Thomas Gachignard: "Les deux premières semaines ont été un calvaire, j’ai été emmerdé par la maladie. J’ai eu du mal à exister sur ce Tour, ce qui m’a un peu déçu mais j’ai au moins pu le finir avec une belle dernière semaine. Après la première journée, je n’étais même pas sûr de pouvoir continuer. Il y avait la chaleur en plus de la maladie. Le week-end en Italie a été horrible, j’étais complètement KO. J’ai aussi eu une autre journée en deuxième semaine où je me suis demandé pourquoi j’étais là. J’étais nul, ça n'allait pas à cause de mon angine. Ça descendait sur les bronches et j’avais du mal à respirer. Quand on est malade, on ne fait pas de vélo normalement, mais là ce n’était pas possible de s'arrêter (sourire). J’ai pu compter sur le soutien de ma conjointe pour garder le moral. Mentalement, c’était dur mais j’en ai un peu dans la tête donc ça a aidé. Beaucoup sont rentrés chez eux parce qu’ils étaient malades, moi je voulais finir mon premier Tour. Avec en plus l’arrivée inédite à Nice, il n’y en aura sans doute pas d’autres comme ça."

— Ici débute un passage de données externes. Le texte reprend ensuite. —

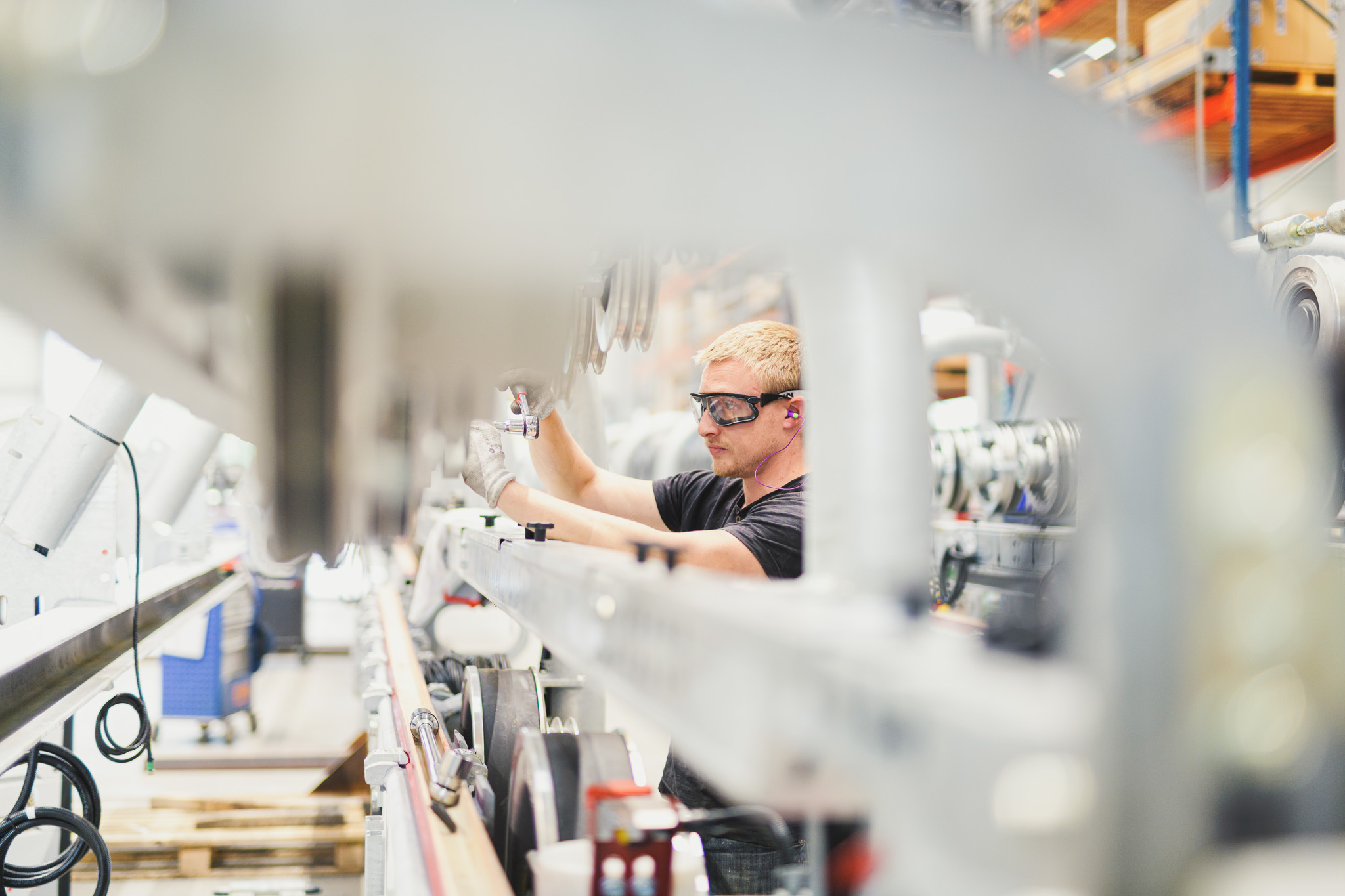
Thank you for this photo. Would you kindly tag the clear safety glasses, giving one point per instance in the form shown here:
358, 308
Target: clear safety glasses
728, 409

Mattéo Vercher: "Il y a eu plus de journées galères que de journées faciles (rires). Mais quand c’est comme ça il faut prendre son mal en patience et juste penser à franchir la ligne dans les délais. Un Tour de trois semaines, c’est compliqué parce que le corps réagit différemment. Ça a été très dur les deux jours qui ont suivi ma deuxième place. J’ai complètement lâché moralement et physiquement. J’ai décompressé, je n’avais plus rien dans les pattes, c’était difficile. Mais il fallait finir parce que le Tour de France, ça se respecte. Je suis content d’avoir pu aller au bout."

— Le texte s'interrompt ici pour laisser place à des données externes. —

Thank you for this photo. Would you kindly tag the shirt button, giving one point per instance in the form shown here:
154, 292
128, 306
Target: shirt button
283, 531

Hugo Page: "Le seul vrai mauvais moment, ça a été la chute de Biniam (Girmay) dans le final de la 16e étape (à Nîmes). Mais ça fait malheureusement partie du vélo et ça n’a pas trop eu d’impact sur le maillot vert. J’ai évidemment eu des journées compliquées, mais je me disais que c’était pareil pour tout le monde. Dans ces moments-là, il faut s’accrocher. Je suis resté motivé. Dans l’équipe, dès que l’un des gars était en difficulté, l’autre savait prendre le relais. C’est ce qui nous a permis de lutter tous ensemble."